Government policies are encouraging older Australians to stay in their homes, which in turn is making it harder for young people to buy a home, provocative new research has claimed.
A new research paper by the University of South Australia explores generational differences in property tenure in Australia.
The study showed that older generations - namely the so-called Silent Generation (born between 1925 and 1945) and Baby Boomers (born between 1946 and 1964) - were far more likely to be homeowners than younger Australians.
Over three census periods (2006, 2011 and 2016) researchers found that 80 per cent of older generations were long-standing homeowners compared to only about 50 percent of Millennials (born 1981 to 1996).
In addition, the research found 68 per cent of Baby Boomers owned their own home by age 30-34 compared with 50 per cent of Millennials at the same age.
Lead researcher, Dr Braam Lowies says the research highlights how government policies designed to protect one generation, can hinder another.
In Australia, owning your own home has always been the great Aussie dream. But each year, this dream is becoming further out of reach for younger Australians,” Dr Lowies says.
“Australia has an ageing population, the majority of whom report a desire to ‘age in place’ - to live in the community with some independence, rather than in residential care.
“And with growing support from the government – such as home support programs and home care packages – older people can do this with greater confidence and security.
Yet on the other end of the age spectrum, Millennials are finding themselves locked-out of the market as the Silent Generation and Baby Boomers retain a significant portion of the housing stock, much of which has considerable value and development potential due to its lot size and location.
“For Millennials, this limits their housing options, creating severe housing tenure inequalities.
“The consequence is that younger people are frequently compelled to revert to the parental home or the rental market - and this is despite government grants to support first home buyers.”
"Review of policy needed"
Property expert, the University of South Australia’s Peter Rossini, says more nuanced housing policies are needed to address intergenerational differences.
“With more than 15 per cent of the population (3.7 million) aged over 65, and estimations that this will grow to 22 per cent (8.7 million) by 2056, the conundrum of one generation impeding another is not going away any time soon,” Rossini says.
“Having bipolar housing scenarios across generations is a demonstration of how the current system is unbalanced. It’s an unsustainable position and one that requires a review of current housing policy to deliver more refined and considered outcomes for all.”
Comment from our CEO
Downsizing.com.au CEO Amanda Graham said that, while many older Australians were keen to stay in their own homes as an alternative to going into an aged care facility, increasingly more people are now arriving at the retirement stage of life with very large mortgages on their homes which were unsustainable in retirement.
“For many people, selling up to release home equity and moving to lower cost housing is the only way to retire from full time employment.

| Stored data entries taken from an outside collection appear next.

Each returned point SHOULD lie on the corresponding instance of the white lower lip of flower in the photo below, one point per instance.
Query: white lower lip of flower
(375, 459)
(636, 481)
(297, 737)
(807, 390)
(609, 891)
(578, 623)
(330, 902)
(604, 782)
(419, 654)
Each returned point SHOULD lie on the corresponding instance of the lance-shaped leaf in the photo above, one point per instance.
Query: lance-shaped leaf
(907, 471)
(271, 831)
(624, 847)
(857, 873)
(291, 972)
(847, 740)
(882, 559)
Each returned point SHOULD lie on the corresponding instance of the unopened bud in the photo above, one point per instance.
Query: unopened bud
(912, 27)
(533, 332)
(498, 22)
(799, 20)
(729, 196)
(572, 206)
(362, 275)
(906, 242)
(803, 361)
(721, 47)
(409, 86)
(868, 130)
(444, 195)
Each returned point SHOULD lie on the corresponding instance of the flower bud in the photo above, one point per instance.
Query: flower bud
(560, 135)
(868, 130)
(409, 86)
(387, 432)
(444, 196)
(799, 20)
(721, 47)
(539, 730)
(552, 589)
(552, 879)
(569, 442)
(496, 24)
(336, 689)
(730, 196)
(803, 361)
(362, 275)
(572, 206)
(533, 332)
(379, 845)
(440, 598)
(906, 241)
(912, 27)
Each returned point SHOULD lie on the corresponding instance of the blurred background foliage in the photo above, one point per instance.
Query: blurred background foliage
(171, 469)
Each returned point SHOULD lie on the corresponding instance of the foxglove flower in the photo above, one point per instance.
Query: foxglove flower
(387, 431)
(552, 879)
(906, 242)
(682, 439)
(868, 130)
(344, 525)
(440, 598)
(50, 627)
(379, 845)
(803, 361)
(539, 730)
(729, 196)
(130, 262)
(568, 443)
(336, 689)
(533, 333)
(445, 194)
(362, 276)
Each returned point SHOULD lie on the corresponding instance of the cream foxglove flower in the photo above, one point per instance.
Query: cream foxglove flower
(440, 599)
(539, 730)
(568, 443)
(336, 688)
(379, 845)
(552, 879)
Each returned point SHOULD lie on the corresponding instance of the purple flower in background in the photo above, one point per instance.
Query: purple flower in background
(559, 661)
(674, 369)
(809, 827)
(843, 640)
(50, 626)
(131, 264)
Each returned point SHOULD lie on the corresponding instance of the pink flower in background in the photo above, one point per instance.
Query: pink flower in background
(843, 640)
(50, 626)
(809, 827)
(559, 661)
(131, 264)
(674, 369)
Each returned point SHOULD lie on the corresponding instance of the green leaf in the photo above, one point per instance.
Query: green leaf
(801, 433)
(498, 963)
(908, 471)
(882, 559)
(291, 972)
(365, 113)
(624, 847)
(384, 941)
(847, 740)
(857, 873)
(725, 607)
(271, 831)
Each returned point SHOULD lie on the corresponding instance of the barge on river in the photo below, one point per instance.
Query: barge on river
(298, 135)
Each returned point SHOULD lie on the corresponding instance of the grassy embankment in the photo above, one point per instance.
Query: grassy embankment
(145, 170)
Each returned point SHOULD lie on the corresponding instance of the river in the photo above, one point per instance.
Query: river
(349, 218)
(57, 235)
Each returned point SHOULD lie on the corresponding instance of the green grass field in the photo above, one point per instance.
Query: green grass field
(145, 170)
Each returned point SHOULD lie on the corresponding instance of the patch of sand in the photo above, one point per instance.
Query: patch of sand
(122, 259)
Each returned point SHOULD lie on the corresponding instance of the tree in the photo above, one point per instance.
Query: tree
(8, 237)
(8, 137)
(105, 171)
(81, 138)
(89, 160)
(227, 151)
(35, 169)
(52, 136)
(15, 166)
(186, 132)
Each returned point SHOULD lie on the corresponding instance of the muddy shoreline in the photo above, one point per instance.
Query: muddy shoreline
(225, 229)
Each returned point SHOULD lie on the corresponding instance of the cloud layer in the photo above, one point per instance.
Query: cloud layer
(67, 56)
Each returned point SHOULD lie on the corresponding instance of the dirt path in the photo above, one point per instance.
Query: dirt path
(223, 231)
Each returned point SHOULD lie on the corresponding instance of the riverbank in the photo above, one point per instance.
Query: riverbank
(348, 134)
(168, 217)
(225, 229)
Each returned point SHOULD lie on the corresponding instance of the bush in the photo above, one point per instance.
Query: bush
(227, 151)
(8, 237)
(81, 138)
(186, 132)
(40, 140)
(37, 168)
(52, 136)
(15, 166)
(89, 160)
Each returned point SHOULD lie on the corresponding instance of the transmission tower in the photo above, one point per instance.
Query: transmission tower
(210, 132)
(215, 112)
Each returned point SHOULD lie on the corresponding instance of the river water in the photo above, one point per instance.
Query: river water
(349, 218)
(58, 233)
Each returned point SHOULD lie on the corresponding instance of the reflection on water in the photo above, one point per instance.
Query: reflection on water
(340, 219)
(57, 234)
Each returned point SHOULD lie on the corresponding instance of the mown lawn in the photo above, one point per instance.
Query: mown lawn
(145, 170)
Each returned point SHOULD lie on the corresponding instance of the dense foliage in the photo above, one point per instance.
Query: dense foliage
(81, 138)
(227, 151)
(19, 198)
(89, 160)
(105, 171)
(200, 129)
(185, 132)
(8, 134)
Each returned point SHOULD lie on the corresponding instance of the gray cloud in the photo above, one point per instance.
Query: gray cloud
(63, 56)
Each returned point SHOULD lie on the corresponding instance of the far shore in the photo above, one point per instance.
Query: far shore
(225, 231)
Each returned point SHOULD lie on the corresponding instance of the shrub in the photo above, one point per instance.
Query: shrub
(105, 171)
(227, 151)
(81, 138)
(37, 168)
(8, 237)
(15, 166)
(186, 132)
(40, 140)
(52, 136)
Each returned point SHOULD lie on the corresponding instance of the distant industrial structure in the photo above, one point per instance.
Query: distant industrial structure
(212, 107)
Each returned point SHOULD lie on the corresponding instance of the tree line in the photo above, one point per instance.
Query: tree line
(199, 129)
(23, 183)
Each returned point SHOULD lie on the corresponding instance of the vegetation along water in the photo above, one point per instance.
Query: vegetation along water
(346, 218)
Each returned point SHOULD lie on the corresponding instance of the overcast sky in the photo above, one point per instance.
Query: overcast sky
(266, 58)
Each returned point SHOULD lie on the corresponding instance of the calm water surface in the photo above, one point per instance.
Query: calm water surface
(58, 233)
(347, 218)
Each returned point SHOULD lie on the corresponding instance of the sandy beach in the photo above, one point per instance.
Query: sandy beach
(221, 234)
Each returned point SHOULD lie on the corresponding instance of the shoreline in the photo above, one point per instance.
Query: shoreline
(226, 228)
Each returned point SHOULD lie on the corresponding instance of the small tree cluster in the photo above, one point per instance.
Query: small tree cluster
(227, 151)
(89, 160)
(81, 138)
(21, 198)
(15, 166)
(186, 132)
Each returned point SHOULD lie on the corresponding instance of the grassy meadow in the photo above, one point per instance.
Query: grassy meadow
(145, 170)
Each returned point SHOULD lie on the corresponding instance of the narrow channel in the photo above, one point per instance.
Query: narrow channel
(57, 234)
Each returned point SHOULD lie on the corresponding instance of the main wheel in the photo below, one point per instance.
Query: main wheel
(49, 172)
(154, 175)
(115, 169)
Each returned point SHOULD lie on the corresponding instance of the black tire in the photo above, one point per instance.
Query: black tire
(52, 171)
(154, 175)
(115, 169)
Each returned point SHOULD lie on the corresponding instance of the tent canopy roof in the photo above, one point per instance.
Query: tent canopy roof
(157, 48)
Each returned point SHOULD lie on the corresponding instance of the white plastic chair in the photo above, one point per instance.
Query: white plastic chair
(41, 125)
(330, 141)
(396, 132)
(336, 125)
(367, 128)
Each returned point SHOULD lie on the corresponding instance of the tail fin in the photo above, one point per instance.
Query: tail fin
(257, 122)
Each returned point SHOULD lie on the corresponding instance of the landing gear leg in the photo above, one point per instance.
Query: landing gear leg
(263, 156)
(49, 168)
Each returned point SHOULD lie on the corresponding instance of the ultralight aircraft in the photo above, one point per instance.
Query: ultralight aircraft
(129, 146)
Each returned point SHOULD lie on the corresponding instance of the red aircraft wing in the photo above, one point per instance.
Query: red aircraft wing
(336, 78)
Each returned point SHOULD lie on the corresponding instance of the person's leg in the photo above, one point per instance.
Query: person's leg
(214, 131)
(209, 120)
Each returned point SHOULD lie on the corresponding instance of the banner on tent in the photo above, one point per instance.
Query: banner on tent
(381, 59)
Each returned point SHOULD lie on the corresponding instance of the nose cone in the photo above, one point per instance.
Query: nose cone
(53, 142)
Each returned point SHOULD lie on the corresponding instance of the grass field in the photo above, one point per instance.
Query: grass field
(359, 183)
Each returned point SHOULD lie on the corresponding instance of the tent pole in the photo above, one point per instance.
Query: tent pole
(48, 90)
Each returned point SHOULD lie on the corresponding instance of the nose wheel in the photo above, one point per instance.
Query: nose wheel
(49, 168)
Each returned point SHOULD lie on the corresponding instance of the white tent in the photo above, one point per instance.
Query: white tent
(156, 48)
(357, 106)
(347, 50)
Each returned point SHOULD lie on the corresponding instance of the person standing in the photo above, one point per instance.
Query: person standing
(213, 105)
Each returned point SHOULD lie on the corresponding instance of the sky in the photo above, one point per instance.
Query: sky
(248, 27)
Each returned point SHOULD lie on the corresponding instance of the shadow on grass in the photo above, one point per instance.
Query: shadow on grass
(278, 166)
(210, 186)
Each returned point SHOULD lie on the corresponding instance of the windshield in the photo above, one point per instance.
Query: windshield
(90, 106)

The access to this equity is also a way to help their adult children with home deposits which is increasingly common.
“While increases in property values over the past 30 years mean that homeowners have accumulated significant wealth, at least on paper, the reality is that there are many complex financial decisions to be made which are extremely difficult to navigate.”
“Our own research has found that stamp duty, the way the pension asset and income tests work and the lack of suitable age-appropriate housing are major inhibitors to downsizing,” Ms Graham said.
“Escalating home prices over many years have led to a situation where it is now very difficult for younger generations to buy a home in Australia. This is very much a structural and policy outcome, and it’s not helpful to simply blame older Australians for the housing access issues faced by the rest of the population.”
“The research seems to assume that home care can only be provided for those staying in the family home, and is therefore an inhibitor to downsizing. The reality is that people can continue to receive home care after downsizing, in any type of housing including retirement villages and land lease communities.”
“Home Care is a much more desirable and cost effective alternative to placing older people in an aged care facility as people now live longer and more healthy, active lives than they used to. As our population ages, reducing Home Care support is most definitely not the solution to the question of housing affordability in Australia.”
“There are many other policy responses which can help, including planning for suitable housing stock and asset tests around pension eligibility which better support the downsizing decision of older Australians.
“Framing the discussion as one generation against another can be misleading and unnecessarily inflammatory and doesn’t reflect the reality of why certain housing decisions are made by over 50s.”